The first generation of web search engines transported classical search techniques such as those in the preceding chapters to the web domain, focusing on the challenge of scale. The earliest web search engines had to contend with indexes containing tens of millions of documents, which was a few orders of magnitude larger than any prior information retrieval system in the public domain. Indexing, query serving and ranking at this scale required the harnessing together of tens of machines to create highly available systems, again at scales not witnessed hitherto in a consumer-facing search application. The first generation of web search engines was largely successful at solving these challenges while continually indexing a significant fraction of the Web, all the while serving queries with sub-second response times.
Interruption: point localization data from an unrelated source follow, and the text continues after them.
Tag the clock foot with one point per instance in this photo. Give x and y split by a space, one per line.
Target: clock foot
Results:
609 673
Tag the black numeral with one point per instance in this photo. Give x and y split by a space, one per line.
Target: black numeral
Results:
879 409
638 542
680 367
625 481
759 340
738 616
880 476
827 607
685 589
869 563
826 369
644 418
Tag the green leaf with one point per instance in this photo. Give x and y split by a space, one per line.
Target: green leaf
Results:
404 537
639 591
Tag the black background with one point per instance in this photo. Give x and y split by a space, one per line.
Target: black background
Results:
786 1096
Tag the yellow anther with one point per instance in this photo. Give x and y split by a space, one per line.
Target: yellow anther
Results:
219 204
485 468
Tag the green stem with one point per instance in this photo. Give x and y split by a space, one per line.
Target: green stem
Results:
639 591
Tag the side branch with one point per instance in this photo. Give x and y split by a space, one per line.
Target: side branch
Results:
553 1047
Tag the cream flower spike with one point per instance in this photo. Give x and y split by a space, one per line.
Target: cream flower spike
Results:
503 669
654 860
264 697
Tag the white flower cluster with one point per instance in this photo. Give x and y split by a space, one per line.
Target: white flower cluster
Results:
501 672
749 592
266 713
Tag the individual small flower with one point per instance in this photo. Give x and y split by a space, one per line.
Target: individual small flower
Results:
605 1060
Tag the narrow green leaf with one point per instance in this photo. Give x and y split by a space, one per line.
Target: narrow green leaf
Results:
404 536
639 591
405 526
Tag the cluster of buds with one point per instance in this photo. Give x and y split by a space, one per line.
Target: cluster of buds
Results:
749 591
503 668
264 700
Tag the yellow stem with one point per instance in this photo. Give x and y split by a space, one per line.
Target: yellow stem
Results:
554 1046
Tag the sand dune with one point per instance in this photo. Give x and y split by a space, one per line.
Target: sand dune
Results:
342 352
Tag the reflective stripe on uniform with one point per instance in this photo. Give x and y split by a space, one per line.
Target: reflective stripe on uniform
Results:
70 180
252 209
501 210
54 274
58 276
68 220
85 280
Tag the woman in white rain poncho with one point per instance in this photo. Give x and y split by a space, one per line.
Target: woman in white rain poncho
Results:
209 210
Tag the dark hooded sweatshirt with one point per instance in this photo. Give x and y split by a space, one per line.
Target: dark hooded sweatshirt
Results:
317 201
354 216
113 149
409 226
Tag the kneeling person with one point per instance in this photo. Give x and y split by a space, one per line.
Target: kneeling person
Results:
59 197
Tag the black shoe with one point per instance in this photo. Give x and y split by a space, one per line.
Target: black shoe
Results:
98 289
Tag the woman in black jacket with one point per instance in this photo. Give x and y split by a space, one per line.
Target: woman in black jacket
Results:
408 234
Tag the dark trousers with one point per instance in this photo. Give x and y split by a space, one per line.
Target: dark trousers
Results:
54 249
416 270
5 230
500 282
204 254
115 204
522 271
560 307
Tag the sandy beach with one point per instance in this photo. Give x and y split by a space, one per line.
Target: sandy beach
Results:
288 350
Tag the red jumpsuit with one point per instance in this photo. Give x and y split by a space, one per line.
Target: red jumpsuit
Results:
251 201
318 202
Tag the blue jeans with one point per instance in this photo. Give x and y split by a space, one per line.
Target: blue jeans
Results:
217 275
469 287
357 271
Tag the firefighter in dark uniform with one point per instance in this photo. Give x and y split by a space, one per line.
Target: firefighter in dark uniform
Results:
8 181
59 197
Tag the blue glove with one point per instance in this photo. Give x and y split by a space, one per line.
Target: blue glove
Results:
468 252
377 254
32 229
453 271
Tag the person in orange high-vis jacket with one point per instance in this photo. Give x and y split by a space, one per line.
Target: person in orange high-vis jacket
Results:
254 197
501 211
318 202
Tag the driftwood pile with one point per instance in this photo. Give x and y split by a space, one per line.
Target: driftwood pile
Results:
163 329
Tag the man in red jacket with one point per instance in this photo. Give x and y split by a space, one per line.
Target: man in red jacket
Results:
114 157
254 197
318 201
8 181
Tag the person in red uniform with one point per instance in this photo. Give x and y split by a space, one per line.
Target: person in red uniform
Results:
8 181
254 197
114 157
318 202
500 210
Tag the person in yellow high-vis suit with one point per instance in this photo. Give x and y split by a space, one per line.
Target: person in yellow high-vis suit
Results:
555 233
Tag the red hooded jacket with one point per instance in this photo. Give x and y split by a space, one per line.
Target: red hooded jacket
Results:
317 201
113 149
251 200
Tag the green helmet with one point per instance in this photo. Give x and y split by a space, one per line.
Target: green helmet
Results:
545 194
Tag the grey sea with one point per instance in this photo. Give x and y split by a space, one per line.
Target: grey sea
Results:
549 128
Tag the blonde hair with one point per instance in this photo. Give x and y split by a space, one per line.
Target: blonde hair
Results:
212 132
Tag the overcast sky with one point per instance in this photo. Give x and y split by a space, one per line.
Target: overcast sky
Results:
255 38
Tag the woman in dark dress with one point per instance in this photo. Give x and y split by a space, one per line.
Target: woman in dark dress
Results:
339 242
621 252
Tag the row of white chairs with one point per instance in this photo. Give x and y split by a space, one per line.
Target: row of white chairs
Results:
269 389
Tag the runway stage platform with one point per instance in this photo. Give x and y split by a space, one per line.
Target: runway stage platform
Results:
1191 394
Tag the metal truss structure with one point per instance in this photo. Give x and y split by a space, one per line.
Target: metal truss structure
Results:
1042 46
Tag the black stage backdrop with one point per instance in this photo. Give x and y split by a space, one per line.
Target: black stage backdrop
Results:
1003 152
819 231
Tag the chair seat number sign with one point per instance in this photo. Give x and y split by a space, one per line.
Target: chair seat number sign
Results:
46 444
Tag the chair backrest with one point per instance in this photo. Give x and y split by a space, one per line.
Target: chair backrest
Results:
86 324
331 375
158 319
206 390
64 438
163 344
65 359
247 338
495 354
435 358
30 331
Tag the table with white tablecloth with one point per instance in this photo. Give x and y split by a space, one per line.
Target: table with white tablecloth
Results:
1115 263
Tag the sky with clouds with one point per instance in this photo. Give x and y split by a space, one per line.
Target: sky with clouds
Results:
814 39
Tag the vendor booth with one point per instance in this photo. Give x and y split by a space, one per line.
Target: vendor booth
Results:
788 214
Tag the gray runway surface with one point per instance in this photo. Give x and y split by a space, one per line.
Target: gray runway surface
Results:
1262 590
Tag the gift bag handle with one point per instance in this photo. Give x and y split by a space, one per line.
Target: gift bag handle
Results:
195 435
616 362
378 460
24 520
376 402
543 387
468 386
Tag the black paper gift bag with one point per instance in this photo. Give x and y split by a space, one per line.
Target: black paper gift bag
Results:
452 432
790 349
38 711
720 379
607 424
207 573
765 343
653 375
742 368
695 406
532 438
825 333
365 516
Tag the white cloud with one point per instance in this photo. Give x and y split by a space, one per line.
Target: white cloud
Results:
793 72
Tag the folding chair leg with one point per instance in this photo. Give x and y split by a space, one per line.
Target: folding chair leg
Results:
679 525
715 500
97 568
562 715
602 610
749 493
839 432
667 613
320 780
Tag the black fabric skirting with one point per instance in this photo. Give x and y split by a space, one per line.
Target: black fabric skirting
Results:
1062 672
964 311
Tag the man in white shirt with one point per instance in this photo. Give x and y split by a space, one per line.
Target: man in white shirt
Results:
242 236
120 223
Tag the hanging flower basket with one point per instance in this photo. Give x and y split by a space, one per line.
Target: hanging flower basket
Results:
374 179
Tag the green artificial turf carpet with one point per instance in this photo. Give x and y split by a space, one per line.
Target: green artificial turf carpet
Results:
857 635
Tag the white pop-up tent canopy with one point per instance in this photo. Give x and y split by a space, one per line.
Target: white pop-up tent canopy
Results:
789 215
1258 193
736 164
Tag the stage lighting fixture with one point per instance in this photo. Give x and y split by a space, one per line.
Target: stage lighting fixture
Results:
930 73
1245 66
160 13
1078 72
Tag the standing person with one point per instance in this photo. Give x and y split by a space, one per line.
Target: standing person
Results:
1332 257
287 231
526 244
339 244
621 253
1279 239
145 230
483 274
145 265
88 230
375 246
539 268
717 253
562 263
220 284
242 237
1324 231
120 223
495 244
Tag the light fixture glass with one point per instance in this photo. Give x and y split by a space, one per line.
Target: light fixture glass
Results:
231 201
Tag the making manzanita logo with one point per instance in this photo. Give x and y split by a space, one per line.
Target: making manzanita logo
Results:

However, the quality and relevance of web search results left much to be desired owing to the idiosyncrasies of content creation on the Web that we discuss in Section 19.2 . This necessitated the invention of new ranking and spam-fighting techniques in order to ensure the quality of the search results. While classical information retrieval techniques (such as those covered earlier in this book) continue to be necessary for web search, they are not by any means sufficient. A key aspect (developed further in Chapter 21 ) is that whereas classical techniques measure the relevance of a document to a query, there remains a need to gauge the authoritativeness of a document based on cues such as which website hosts it.